While Marshall believed that mass unemployment may be reduced through wage cuts, Keynes held that only government interventions could work as wages could be sticky. Marshall argued that unemployment may rise if the worker’s demand for wages exceeds the marginal product of their labor (Colander, 12). Unemployed workers according to Marshall tended to price themselves out of available jobs. From the Marshallian notion, this type of unemployment is regarded as voluntary what Keynes rejected. Despite these differences, the two economists transformed economics and the way of thinking by economists.
Short Essay 1
According to Keynes, changes in the aggregate demand whether unanticipated or anticipated have a significant short-run effect output and employments and not on prices. This idea is portrayed in the Phillips curve which shows that inflation increases slowly when the rate of unemployment has fallen (Colander, 12). More so, Keynes argued that effective demand signifies money spent on the consumption of services and goods and investment.

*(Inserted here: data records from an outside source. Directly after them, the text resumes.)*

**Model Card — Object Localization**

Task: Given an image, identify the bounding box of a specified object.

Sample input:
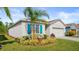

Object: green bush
[44,34,48,39]
[0,40,15,44]
[65,30,76,36]
[23,35,31,40]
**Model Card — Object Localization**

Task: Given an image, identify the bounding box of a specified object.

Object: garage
[46,20,65,37]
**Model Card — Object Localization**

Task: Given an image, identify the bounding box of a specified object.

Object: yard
[0,39,79,51]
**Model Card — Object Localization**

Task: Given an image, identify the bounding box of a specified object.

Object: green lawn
[1,39,79,51]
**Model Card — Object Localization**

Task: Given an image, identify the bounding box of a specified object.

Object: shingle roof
[9,20,47,29]
[49,19,65,26]
[66,23,79,28]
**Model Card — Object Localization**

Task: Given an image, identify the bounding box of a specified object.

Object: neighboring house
[65,23,79,36]
[8,20,45,38]
[46,19,65,37]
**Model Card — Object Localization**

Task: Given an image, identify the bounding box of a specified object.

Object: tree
[0,7,13,34]
[3,7,13,22]
[24,7,49,39]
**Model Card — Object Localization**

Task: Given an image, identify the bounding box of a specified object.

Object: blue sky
[0,7,79,23]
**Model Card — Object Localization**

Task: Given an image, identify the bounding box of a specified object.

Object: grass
[1,39,79,51]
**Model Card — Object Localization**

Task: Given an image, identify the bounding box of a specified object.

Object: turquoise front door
[40,24,42,34]
[27,24,31,34]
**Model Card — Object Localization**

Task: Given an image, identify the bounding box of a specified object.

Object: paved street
[58,36,79,41]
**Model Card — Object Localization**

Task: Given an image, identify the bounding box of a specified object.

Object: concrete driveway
[57,36,79,42]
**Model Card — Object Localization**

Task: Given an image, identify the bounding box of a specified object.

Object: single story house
[8,20,45,38]
[65,23,79,36]
[46,19,65,37]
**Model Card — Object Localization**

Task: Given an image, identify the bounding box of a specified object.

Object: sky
[0,7,79,23]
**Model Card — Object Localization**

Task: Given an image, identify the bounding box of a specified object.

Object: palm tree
[24,7,49,39]
[3,7,13,22]
[0,7,13,34]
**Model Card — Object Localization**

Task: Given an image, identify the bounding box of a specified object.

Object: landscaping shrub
[23,36,29,40]
[29,39,38,45]
[15,37,25,43]
[22,40,38,45]
[65,30,76,36]
[23,35,32,40]
[50,33,55,37]
[0,40,15,44]
[44,34,48,39]
[0,35,7,41]
[40,37,56,45]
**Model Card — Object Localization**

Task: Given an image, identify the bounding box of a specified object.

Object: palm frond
[4,7,13,22]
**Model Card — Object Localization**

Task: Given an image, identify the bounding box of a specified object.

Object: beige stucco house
[46,19,65,37]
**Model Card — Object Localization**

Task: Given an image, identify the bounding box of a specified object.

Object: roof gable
[49,19,66,26]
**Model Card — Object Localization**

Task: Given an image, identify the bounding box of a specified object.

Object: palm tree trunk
[31,24,36,40]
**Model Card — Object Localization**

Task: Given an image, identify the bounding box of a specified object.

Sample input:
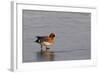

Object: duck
[35,33,56,52]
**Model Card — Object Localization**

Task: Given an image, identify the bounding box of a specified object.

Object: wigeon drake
[35,33,55,51]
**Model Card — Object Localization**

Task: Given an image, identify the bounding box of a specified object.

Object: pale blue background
[23,10,91,62]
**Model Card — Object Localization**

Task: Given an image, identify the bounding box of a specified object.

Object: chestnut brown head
[49,33,55,38]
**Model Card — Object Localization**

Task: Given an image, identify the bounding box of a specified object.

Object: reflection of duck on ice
[35,33,55,52]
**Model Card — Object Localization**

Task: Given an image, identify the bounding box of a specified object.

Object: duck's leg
[46,46,50,52]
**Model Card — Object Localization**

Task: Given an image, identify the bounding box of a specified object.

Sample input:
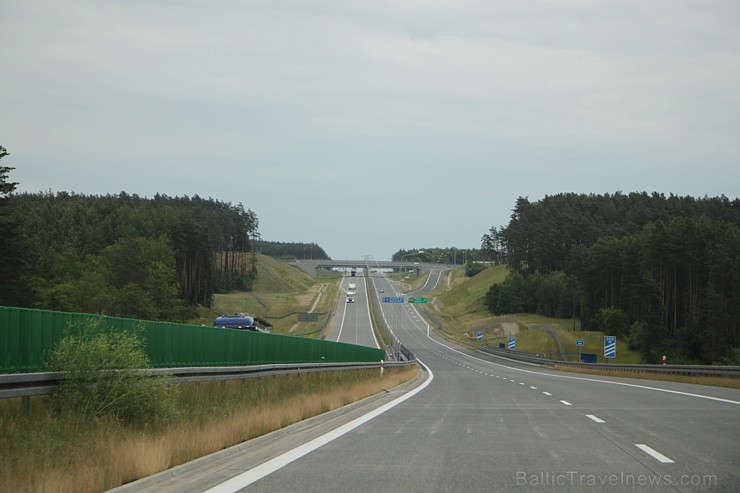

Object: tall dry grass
[0,367,418,493]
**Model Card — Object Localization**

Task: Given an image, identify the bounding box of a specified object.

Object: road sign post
[604,336,617,363]
[576,339,586,361]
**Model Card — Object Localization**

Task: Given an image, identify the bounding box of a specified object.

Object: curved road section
[115,270,740,493]
[326,276,380,348]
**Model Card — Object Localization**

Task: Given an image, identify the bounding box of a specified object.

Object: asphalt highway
[112,275,740,493]
[326,276,380,347]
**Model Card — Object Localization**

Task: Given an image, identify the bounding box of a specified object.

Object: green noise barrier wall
[0,306,384,373]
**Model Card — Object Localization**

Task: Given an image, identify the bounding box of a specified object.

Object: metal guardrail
[478,346,740,378]
[0,361,415,399]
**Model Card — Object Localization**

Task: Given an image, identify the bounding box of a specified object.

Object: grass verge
[0,366,418,493]
[556,366,740,389]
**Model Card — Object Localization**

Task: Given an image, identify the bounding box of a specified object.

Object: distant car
[213,315,270,334]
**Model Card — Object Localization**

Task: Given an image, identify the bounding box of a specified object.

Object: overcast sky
[0,0,740,260]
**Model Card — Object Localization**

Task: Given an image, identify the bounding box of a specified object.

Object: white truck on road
[347,282,357,303]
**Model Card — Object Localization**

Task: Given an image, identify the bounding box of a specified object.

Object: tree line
[391,247,486,265]
[256,241,331,260]
[0,149,259,321]
[482,193,740,363]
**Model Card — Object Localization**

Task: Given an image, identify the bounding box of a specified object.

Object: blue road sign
[604,336,617,358]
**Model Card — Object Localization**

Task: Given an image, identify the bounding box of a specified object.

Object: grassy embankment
[0,366,418,493]
[414,266,740,388]
[191,255,341,337]
[0,256,418,493]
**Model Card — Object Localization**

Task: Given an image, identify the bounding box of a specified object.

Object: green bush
[47,320,177,423]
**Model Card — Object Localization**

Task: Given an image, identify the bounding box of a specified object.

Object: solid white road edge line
[635,443,674,464]
[204,360,434,493]
[414,307,740,405]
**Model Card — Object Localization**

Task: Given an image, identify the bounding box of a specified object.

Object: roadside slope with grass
[427,265,640,363]
[191,255,341,337]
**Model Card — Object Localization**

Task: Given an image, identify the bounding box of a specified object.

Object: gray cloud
[0,0,740,258]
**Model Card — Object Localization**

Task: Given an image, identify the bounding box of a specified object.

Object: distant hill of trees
[0,156,258,321]
[391,247,486,265]
[483,193,740,363]
[257,240,331,260]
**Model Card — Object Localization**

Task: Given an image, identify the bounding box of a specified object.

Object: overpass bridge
[289,259,447,277]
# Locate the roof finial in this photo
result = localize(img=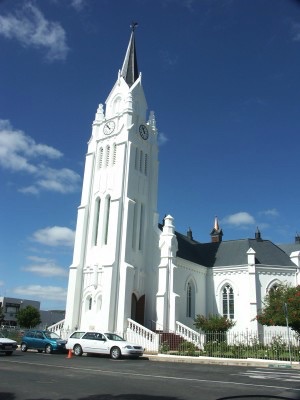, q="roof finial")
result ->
[130,21,139,32]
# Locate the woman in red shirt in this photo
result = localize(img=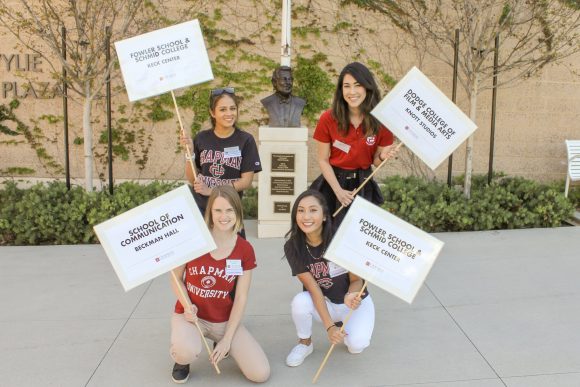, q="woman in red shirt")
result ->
[170,185,270,383]
[311,62,393,227]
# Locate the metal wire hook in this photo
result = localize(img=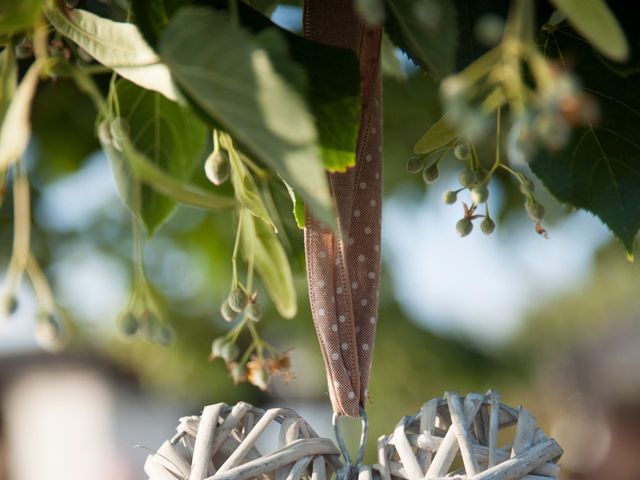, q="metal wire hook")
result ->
[331,407,369,480]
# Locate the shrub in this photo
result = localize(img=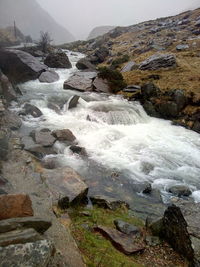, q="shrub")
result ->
[98,67,127,93]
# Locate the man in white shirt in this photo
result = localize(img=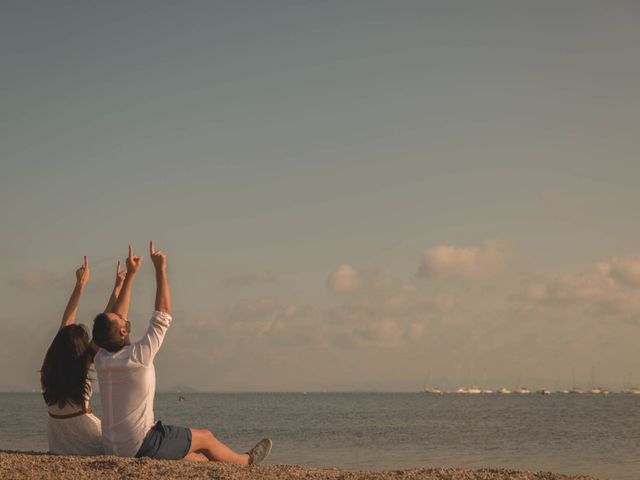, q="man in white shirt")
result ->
[93,241,271,465]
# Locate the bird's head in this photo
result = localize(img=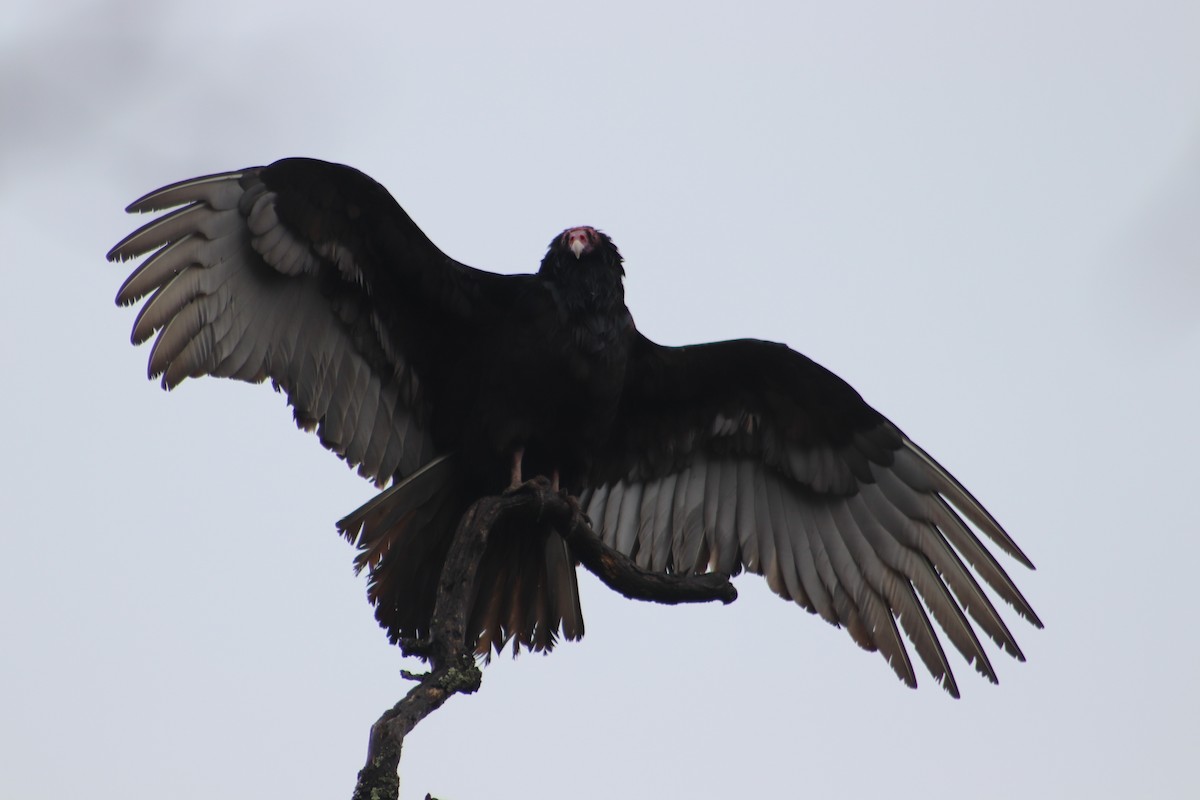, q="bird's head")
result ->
[539,225,625,277]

National income is equal to total expenditure which is equivalent to the national output. The idea behind this argument is that founded in the belief that demand is a major force that drives the economy. Consequently, this theory of employment supports the expansionary fiscal policy. The main tools are government spending on unemployment benefits, infrastructure, and education among many other economic activities. However, the problem with this is that increased use of expansionary fiscal policies increases inflation
According to Alfred Marshall, unemployment is a temporary condition that will occur in an economy. More so, the unemployment condition occurs because of the interference of private organizations or government in the normal mechanism of the market forces. Over a long period, there will be full employment without inflation (Colander, 12). Given the flexibility in wage-price phenomena, the competitive market forces in the economy would maintain full employment and ensure that the economy can produce output that would level in the long run.
Keynes’ theory of employment is more profound. This is because it calls for government intervention through expansionary or contractionary fiscal policy whenever the economy is in bust of the boom cycle. More so, aggregate demand is more likely to cause short-run economic events such as recession (Colander 12). Secondly, prices and wages can be sticky, and therefore in case of an economic downturn, unemployment may result. The drawback of the Keynes theory of employment is that continuous or excessive use of fiscal policies may lead to inflation. Marshall’s Theory of economics on the other hand advocates for market forces to restore equilibrium in the long run. This may fail to work and the long-run period is uncertain.
Works cited
Colander, David. “How economists got it wrong: a nuanced account.” Critical Review 23.1-2 (2011): 1-27.
Reisman, David. The Economics of Alfred Marshall (Routledge Revivals). Routledge, 2013.
Rotheim, Roy, ed. New Keynesian Economics/Post Keynesian Alternatives. Routledge, 2013.